Wednesday, November 15, 2017
Wall Street Journal op-ed: A Hedge Fund That Has a University, by Thomas Gilbert (University of Washington) & Christopher Hrdlicka (University of Washington):
Whatever you may hear, the Republican tax-reform proposal isn’t an assault on higher education. The House and Senate plans include a new 1.4% excise tax on the net investment income of university endowments, but the levy applies only to private colleges with at least 500 students and endowments of more than $250,000 a student. Schools like Harvard, Yale, Stanford and Princeton—which together hold over $100 billion—are predicting doom. Yet this long-overdue tax will benefit higher education in the end.
Over the past 30 years universities have chased higher returns on their endowments, leading them to take greater risks.

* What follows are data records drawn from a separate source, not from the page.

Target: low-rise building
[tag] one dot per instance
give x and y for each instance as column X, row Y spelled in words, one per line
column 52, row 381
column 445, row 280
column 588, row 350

Our research shows that more than 75% of the assets in university endowments are now in risky investments: equities, hedge funds and private equity. Think of Harvard as a tax-free hedge fund that happens to have a university.
The proposed levy on investment income—dividends, interest and capital gains—is fundamentally a tax on this risk-taking, not on the endowments themselves. By taxing risk-driven income, the GOP plan doesn’t target higher education. It goes after hedge funds masquerading as university endowments. ...
In colleges’ defense, states have placed perverse restrictions on their ability to use endowments as rainy-day funds. The Uniform Prudent Management of Institutional Funds Act is a law in 49 states that limits the maximum endowment payout rate between 5% and 7% a year. Although well-intentioned, that and earlier restrictions prevent universities from tapping endowments to fill the kind of budget holes they experienced in 2008.
To have the best chance of improving incentives for endowments, the proposed investment tax should be accompanied by a repeal of these payout caps. But it’s a mistake to think that taxing risky investments by university endowments is an attack on academia. Discouraging superwealthy schools from pumping cash into stocks, hedge funds and private equity should lead to increased spending on education and research. Isn’t that the purpose of higher education?